TLDR Information Security 2024-04-26

Open Devin, an AI software tool, had path traversal and DNS rebinding vulnerabilities that could lead to data exfiltration. The community swiftly fixed these issues. Mitigations include using authentication, enforcing host header value, and employing TLS for protection.

A highly sophisticated cyber-attack on Leicester City Council has left some street lights illuminated day and night as an ongoing effect, weeks after the initial disruption to council services. The council was forced to take IT systems offline after the incident.

A report from Citizen Labs assessing the security of nine major cloud-based pinyin keyboard apps. The researchers found critical vulnerabilities in eight out of the nine assessed apps that would allow a passive network eavesdropper to decipher the user's keystrokes. Together with a previous report on Sogou, Citizen Labs estimates that up to one billion users are affected by these vulnerabilities.

This post describes how the author achieved unauthenticated remote code execution on a Mitel IP phone. They gained full root access to the device by exploiting vulnerabilities like command injection. Through careful exploitation and debugging, they successfully crafted an exploit payload for remote control of the device.

This post explains how you can prevent executable file uploads in PHP by calling a free API during the upload process that verifies file formats. By setting $allow_executables to false and optionally providing a $restrict_file_types whitelist, the API checks against 17+ million virus/malware signatures and rigorously verifies accepted formats, blocking executables and other threatening file types.

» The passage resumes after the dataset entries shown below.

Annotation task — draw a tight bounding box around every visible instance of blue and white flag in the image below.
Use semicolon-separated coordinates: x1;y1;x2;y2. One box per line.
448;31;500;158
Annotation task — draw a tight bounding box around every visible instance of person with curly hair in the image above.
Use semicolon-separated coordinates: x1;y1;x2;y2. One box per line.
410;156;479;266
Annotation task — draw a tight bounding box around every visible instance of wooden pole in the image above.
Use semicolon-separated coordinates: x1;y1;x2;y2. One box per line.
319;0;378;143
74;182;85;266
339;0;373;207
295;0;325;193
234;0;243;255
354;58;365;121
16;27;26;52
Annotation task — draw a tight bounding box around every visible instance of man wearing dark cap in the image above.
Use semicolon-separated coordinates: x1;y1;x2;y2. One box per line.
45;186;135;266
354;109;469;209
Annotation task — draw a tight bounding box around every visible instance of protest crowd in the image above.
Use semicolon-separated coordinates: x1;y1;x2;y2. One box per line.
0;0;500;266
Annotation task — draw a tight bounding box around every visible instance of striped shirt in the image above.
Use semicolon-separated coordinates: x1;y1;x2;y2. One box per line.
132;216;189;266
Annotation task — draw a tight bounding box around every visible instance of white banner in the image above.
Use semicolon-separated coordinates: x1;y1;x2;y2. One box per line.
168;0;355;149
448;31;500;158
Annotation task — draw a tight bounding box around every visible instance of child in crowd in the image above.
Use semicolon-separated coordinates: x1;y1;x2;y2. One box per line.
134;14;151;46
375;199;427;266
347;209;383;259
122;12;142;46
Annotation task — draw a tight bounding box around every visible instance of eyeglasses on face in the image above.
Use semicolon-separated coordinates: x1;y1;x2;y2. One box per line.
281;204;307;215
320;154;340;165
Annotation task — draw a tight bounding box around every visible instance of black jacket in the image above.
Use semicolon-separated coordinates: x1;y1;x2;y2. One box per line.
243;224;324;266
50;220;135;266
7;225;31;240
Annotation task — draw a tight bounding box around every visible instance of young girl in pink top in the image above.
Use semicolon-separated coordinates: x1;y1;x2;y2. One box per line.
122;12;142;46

GitHub CSO Mike Hanley writes about their journey to implement a 2FA initiative to enhance software supply chain security by requiring developers to enable 2FA. The results showed a significant increase in 2FA adoption and a focus on secure authentication methods like passkeys. GitHub continues to prioritize user experience and aims to further improve account security measures in the future.

IBM announced it will acquire HashiCorp in a $6.4 billion deal to expand its cloud software offerings and tap into surging AI-driven demand. IBM will pay $35 per share, a 42.6% premium, for HashiCorp. HashiCorp is well known for Terraform, as well as Vault, Boundary, and Consul for security.

Nagomi Security has developed a proactive defense platform that enables security teams to optimize their existing cybersecurity solutions to identify risks, threats, and adversaries and their techniques.

BforeAI monitors most of the internet to establish a baseline for anomaly detection and stay ahead of cyber threats and prevent attacks before they happen. It autonomously maps and predicts malicious infrastructure to provide customers with preemptive defense and safeguard data, digital assets, users, and IT and OT networks.

Google is further postponing its plan to phase out third-party cookies on Chrome, citing ongoing challenges in reconciling feedback from the industry, regulators, and developers. The long-delayed move to remove the small data files used for cross-site user tracking and ad targeting was originally announced in 2020 but has faced multiple delays due to significant considerations raised by various stakeholders.

More than 1,000 samples of the prolific Godfather mobile banking Trojan are circulating worldwide, targeting hundreds of banking apps across dozens of countries. First spotted in 2022, Godfather can record screens, intercept 2FA, initiate transfers, and more. Its developers are automatically generating new samples at scale to evade detection.

Postman's Public API Network is unknowingly leaking thousands of live credentials from popular SaaS and cloud providers. The exposure of sensitive information is due to an unclear UI, ambiguous taxonomy, and the practice of publicly forking collections containing live API keys. Despite Postman's basic secret scanner, there is a significant risk of leaking secrets due to insufficient scanning and misleading terminology like "secret" environment variables.

Gartner reports that 63% of organizations globally have partially or fully implemented a zero-trust strategy into their operations.

The FTC is sending $5.6 million in refunds to Ring customers due to security failures

Google Meet now allows external participants, even those without Google accounts, to join encrypted calls through client-side encryption.